I was never an anxious person when I was younger. In fact, I was the opposite. I enjoyed adventuring with friends, socializing, meeting new people and trying new things. When the time came to move on to a high school where I knew nobody, I was beyond excited for the transition. The first day of my junior year in high school was when my life turned into a life full of worries, fear, and anxiety, and I until this day I don’t know how or why.
Describing the feeling of Generalized Anxiety Disorder to someone who has never experienced it before is extremely difficult. The only way I have learned how to explain how it feels to others is to have them imagine themselves in an anxiety-induced situation that they can relate to. Imagine the feeling you may get before a big presentation, or the feeling before your first date with someone new. It is the feeling of swimming in the ocean and coming up for air. But instead of taking a breath, another big waves hit you. And when you try again you are hit with another wave, and another, and another, and you are trying to grasp even one breath of air. Now imagine that feeling every single day.
I have gone to four counselors since high school. Three of the four resorted to medication. I knew that I wanted to try getting rid of it on my own, but they were unsuccessful in helping me with that goal. I felt hopeless—like I was going to have this feeling for the rest of my life. I ended up trying a new counselor when I went into college and he told me one thing that turned my life around. I will never forget his exact words: “Your anxiety will never go away. You will be an anxious eighty-year-old woman, but the difference is you will have learned how to cope with the feelings and be okay.” Oddly, telling me that I will be anxious forever reassured me.

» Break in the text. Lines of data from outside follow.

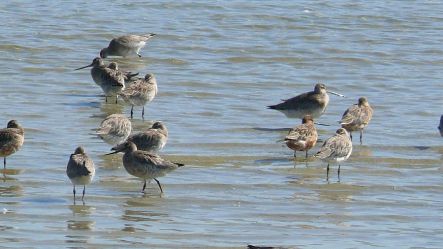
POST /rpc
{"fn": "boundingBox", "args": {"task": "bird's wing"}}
[128,129,161,150]
[340,105,361,124]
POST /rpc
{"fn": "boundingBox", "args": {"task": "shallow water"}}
[0,1,443,248]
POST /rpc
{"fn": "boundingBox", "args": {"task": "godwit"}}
[340,97,373,144]
[314,128,352,180]
[100,34,155,58]
[0,120,25,170]
[285,115,318,158]
[119,73,158,118]
[107,142,184,193]
[66,147,95,202]
[268,84,344,119]
[97,114,132,145]
[75,57,125,103]
[127,121,168,153]
[108,61,138,81]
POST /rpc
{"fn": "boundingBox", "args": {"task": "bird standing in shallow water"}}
[119,73,158,118]
[97,114,132,145]
[340,97,373,144]
[268,84,344,119]
[66,147,95,203]
[438,115,443,137]
[0,120,25,170]
[75,57,125,103]
[123,121,168,153]
[314,128,352,181]
[100,34,155,58]
[108,62,138,81]
[285,115,318,158]
[107,142,184,193]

Once I was able to understand that this is something I will have forever, I was able to open up to my counselor and discuss different ways to live with this disorder. I am not a licensed counselor, but I highly recommend to those with anxiety to practice the coping mechanisms that I have been using.
The first thing I began to do was to push myself into situations where I didn’t feel comfortable. It started off with small things like introducing myself to the person sitting next to me in class, and it eventually led to larger things like leaving my house to go out with a group of friends.

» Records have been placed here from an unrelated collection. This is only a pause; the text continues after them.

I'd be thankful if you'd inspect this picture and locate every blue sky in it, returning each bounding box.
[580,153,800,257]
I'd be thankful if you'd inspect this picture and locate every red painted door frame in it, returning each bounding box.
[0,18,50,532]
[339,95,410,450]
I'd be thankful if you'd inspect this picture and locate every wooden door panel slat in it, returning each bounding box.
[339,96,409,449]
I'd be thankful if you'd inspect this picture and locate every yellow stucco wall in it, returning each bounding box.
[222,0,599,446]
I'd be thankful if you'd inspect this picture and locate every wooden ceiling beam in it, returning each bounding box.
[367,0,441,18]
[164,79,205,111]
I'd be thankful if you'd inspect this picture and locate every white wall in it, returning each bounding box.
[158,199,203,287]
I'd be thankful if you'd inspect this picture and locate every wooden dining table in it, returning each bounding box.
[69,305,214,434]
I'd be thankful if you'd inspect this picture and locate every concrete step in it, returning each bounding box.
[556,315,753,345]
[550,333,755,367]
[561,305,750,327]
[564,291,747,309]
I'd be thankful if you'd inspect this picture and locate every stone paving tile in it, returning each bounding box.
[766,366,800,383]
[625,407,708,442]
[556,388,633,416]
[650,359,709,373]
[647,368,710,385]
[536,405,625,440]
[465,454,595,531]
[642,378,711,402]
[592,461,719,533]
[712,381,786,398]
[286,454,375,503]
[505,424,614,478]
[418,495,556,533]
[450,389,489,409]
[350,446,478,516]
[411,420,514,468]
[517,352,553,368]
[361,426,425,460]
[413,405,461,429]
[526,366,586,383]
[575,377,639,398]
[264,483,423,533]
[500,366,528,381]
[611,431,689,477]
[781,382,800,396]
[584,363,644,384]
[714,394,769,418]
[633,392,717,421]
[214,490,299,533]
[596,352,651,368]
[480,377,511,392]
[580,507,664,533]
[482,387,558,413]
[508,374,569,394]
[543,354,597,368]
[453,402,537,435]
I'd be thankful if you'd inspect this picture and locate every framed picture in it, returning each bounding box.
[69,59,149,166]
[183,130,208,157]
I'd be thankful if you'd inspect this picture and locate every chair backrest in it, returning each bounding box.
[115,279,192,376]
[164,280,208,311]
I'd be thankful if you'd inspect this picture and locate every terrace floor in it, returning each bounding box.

Because I began pushing myself to do more things that I was anxious about, I experienced more anxiety. But, the next thing I did was I reassured myself. When you are feeling anxious, it is important to tell yourself that you are okay. Sometimes the feeling of anxiety can cause you to feel like you are dying. But if you tell yourself that you are okay--even if you have to say it out loud-- it can be really helpful. I would be in the back seat of a car with my friends taking deep breaths and whispering to myself that everything was okay and that I was all right. It might seem like a silly thing to do (and a silly thing to be anxious about), but I am completely okay with being in that situation now, and practicing that eventually led me to become more comfortable in other situations as well.
The third thing I did to cope with anxiety was to ignore the symptoms. Symptoms of anxiety can include heart racing, chest pain, racing thoughts, restlessness and feeling of impending doom. When I felt all of these symptoms, I would ignore them. I would tell myself that these are just results of my body preparing me for another attack, and it was normal. I would try to think of other things, start conversations with people, go on my phone to play a game, and anything else that could distract me from focusing on the symptoms of anxiety. Now, these symptoms are just like old friends coming back to visit, and I welcome them into my life.
The last thing that I think is the most important is to be open about it. I was able to get myself to talk about it with my friends, and especially my boyfriend. Informing others about the disorder and things that may set it off can allow them to understand you better, and they can help you get through it when they see you are struggling. My best advice to people around me was to not question why I am experiencing the anxiety, but to just hold my hand through it. Because, sometimes you might not even know why you are experiencing it yourself.
One thing I learned when I was told that I had Generalized Anxiety Disorder was that I am not alone. There are a lot of people in my family and of my friends that are in the same boat as me. I have come a long way since my junior year in high school because I have been working really hard to manage my anxiety and understand it better. I hope that this article can help even the slightest bit to anybody reading. And I encourage you not to hide what you are feeling, but to embrace it and face the world with open arms!